The study represents a milestone in acknowledging the reality of portfolio management in German companies. For the first time, we can name clear factors and factorial groups positively influencing existing portfolio maturity. We now have four clusters of portfolio management user types that allow selective self-assessment, and building on this, we allow for a development towards higher maturity.
A large, promising area for further research and practical trials remains and is valuable for further investigation. Without having discussed it further in this study, we are sure of having found different types of portfolio management users separated by content. One possible result could be that we investigated different portfolio processes during the study, which we can no longer separate, e.g., a more strategic (verbal, visual, collaborative) or a more controlling-oriented (process-based, data-orientated, operational) PPM process. Answers to these questions would be of great interest to software integrators and developers, as it would fundamentally change the way they construct their concepts, processes and graphical user interfaces. How can mathematical-analytic procedures be made more approachable than they are today? How could the commonly practiced communicative use of portfolio management be used to further support R&D guidance?

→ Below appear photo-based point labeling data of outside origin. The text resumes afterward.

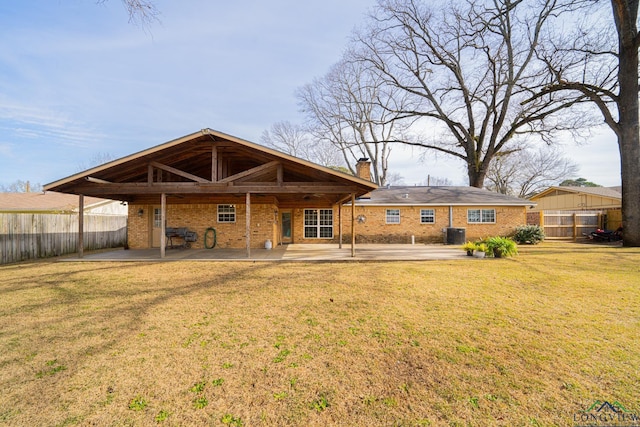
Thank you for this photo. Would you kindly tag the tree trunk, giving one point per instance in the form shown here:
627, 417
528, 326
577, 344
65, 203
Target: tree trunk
476, 177
625, 14
629, 144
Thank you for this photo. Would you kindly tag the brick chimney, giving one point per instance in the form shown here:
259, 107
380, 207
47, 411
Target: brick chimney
363, 168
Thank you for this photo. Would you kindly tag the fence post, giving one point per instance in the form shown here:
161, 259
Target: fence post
81, 226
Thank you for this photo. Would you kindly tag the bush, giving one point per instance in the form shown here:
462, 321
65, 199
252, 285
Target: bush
529, 234
501, 247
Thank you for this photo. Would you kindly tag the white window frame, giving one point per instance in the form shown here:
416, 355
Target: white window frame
427, 214
392, 216
226, 213
481, 216
318, 223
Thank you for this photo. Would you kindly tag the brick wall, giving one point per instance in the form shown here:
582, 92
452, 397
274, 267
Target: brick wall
199, 217
265, 224
376, 230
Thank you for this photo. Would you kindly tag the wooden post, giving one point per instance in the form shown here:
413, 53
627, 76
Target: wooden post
353, 225
248, 222
81, 226
214, 163
340, 225
163, 224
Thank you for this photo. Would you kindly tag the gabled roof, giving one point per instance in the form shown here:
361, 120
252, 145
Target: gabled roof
610, 192
439, 196
207, 163
46, 202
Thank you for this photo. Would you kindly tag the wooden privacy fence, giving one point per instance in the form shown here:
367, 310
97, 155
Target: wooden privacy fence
26, 236
569, 224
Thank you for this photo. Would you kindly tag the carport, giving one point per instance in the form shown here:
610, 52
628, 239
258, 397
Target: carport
212, 168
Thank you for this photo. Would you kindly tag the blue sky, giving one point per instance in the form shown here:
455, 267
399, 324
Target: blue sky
78, 81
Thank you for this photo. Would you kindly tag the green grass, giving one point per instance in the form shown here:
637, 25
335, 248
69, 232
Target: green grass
529, 340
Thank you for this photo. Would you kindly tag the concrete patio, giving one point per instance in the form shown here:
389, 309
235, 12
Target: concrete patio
292, 252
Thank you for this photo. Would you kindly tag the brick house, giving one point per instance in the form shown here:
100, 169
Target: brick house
249, 194
253, 196
407, 214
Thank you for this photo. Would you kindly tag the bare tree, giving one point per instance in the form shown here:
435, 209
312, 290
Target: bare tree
349, 109
467, 66
600, 64
295, 140
141, 12
525, 172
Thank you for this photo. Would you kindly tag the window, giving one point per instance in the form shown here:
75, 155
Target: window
393, 216
481, 216
318, 223
427, 216
157, 217
226, 213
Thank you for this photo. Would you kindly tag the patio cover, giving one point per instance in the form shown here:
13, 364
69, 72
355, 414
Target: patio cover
207, 164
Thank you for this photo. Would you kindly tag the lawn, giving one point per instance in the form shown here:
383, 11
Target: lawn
526, 341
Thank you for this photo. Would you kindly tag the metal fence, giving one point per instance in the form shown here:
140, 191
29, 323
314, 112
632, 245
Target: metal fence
25, 236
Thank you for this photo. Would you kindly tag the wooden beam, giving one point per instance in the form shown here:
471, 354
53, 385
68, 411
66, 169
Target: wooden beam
214, 163
81, 226
178, 172
280, 174
353, 225
248, 223
215, 187
163, 224
340, 225
252, 171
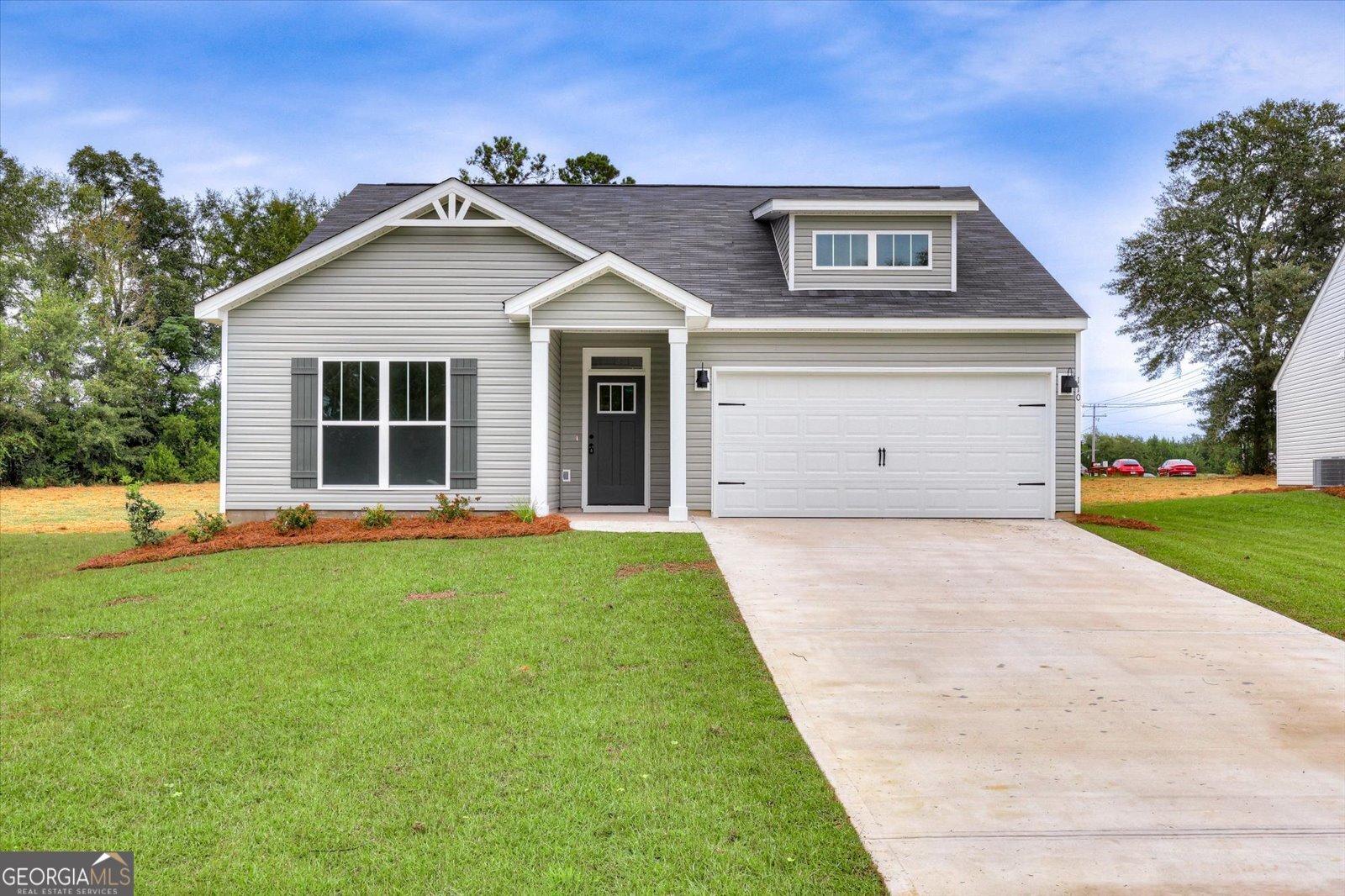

Portfolio management will continue to play a very large, and probably even larger role in product development. The continuing professionalization is therefore in everyone’s best interest, as the products and services it facilitates, or the termination of economically insensible projects, whose resources could better be used elsewhere, are important and valuable to all of us. From the perspective of those companies conducting research and development, portfolio management is a discipline every company can improve in. One finding of this study is that there is no one company which, measured by the boundaries of possibility, is doing a perfect job.